On the subject of sports and out of district students, did you know that CCSD magnet school students can’t play sports for any high school team unless it’s the school in their attendance zone? For example if a group of Buist and/or Charleston Progressive eighth graders who played tennis (or any other team sport) wanted to join under a single high school banner with, say, the one and only Burke HS kid that played the sport to form a new and probably very competitive Burke HS tennis (you can substitute swimming, soccer, baseball or whatever)…and thus stimulate renewed interest among others at the school in the chosen sport…not to mention provide a an opportunity for some eighth graders to shine on center stage as real “varsity high school athletes”…the SC Coaches Association would shut them down in a skinny minute. If that’s not enough humiliation, they would threaten to place official state-wide sanctions against the individual students involved. That would effectively prevent them from playing interscholastic sports in the future at all public and most private schools in SC. Dist. 20’s schools loose again.

Anonymous said...

We want all of our schools to be competative, in academics and on the play fields. Good people also want downtown schools and students to the rewards. The NAACP seems to have lost its way here.

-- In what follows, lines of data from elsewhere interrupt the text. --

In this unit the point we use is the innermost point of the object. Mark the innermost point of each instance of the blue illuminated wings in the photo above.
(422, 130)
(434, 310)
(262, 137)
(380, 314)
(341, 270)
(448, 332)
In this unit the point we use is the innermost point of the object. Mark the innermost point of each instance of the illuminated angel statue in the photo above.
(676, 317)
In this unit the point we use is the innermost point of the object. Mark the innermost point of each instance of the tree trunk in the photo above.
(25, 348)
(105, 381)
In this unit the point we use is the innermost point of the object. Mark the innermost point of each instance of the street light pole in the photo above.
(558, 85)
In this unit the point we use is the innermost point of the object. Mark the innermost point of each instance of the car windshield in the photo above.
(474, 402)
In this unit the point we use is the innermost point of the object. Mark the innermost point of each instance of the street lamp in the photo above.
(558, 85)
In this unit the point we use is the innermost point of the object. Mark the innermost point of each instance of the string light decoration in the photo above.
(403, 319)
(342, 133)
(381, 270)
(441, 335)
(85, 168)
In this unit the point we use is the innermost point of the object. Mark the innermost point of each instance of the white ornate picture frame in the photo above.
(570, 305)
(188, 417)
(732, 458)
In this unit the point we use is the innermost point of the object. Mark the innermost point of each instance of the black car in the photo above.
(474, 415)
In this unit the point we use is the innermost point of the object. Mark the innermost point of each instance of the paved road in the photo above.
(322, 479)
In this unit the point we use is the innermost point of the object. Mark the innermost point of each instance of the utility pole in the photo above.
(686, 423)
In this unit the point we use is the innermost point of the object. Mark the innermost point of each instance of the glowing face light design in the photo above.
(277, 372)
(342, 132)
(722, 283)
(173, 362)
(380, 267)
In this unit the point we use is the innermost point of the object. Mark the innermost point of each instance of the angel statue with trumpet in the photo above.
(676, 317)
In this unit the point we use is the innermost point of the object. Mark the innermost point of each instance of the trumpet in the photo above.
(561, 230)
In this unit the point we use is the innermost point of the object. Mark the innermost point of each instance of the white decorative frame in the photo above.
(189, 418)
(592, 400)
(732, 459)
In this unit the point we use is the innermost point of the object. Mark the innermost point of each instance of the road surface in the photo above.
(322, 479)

Now if CCSD had given priority to Dist. 20 residents who were academically qualified to attend these magnet schools, then what is described above wouldn’t have been a problem. Burke would have re-started some of the sports teams it once had (and an A+ program promise for athletic programs made in 2005 by the superintendent would have finally been kept). But that’s not the case and as it's now headed this isn't likely to happen. Somebody really doesn’t want downtown schools, especially Buist, to mix it up, even when it’s a good thing. In the mean time, the SC Coaches Association maintains its lock on setting standards and values for human flesh (high school athletes) and defines the market place where profitable exchanges involving student athletes can take place. Burke has been dealt yet another bad hand, with more promises broken, and CCSD says it’s not their problem.

Anonymous said...

Among the last things Dot Scott wants to see are white and black kids on the same Burke HS team...no matter what she says about charter school parents choosing Sanders-Clyde and Burke over a new math and science school. She needs racial discord. Her livelihood depends on it. She’d be unemployed if it looked like we were able to solve the issues, mostly economic, which continue to separate the races. Really, why isn't Dot Scott addressing these issues which continue to hold back all of our downtown schools? Is she also aware that a state-wide black ministers group based in Columbia is not just supporting public school choice and charter schools, which the national NAACP also supports, but this other "ministerial alliance" is going all the way by supporting public vouchers for private schools? She is aware of it. She’s just not telling.

Anonymous said...

Well, the governor vetoed it. With so slight a margin in the legislature that passed it in the first place, it seems unlikely they would be able to overide his veto. They need 2/3 of the votes to do that and they had just more than half when it was sent to the governor. It was just a band aid anyway and for the Buist parents who live on Daniel Island, with or without this law, they cross county lines without regard for the law anyway. The legislature isn't leading the way toward meaningful reform in education, but neither is anyone else in public office.

Anonymous said...

Dr. Johnson's biggest blunder might have been the crazy money she spent on that Edison project I read about in the paper today...why haven't folks cared about what she did with our tax dollars? That money could have been spent on paying teachers more.

Anonymous said...

If McGinley was behind checking Edison's report card, then she's showing signs of having a backbone. I doubt that Janet Rose initiated this without her boss directing her to do it. The recent review of Murray Hill was a small step in the right direction. Now will Dr. McGinley look at Chas. Progressive (doing too much with too little) and Buist (encouraging those who would cheat) for similar corrections to those systems that have been broken for years.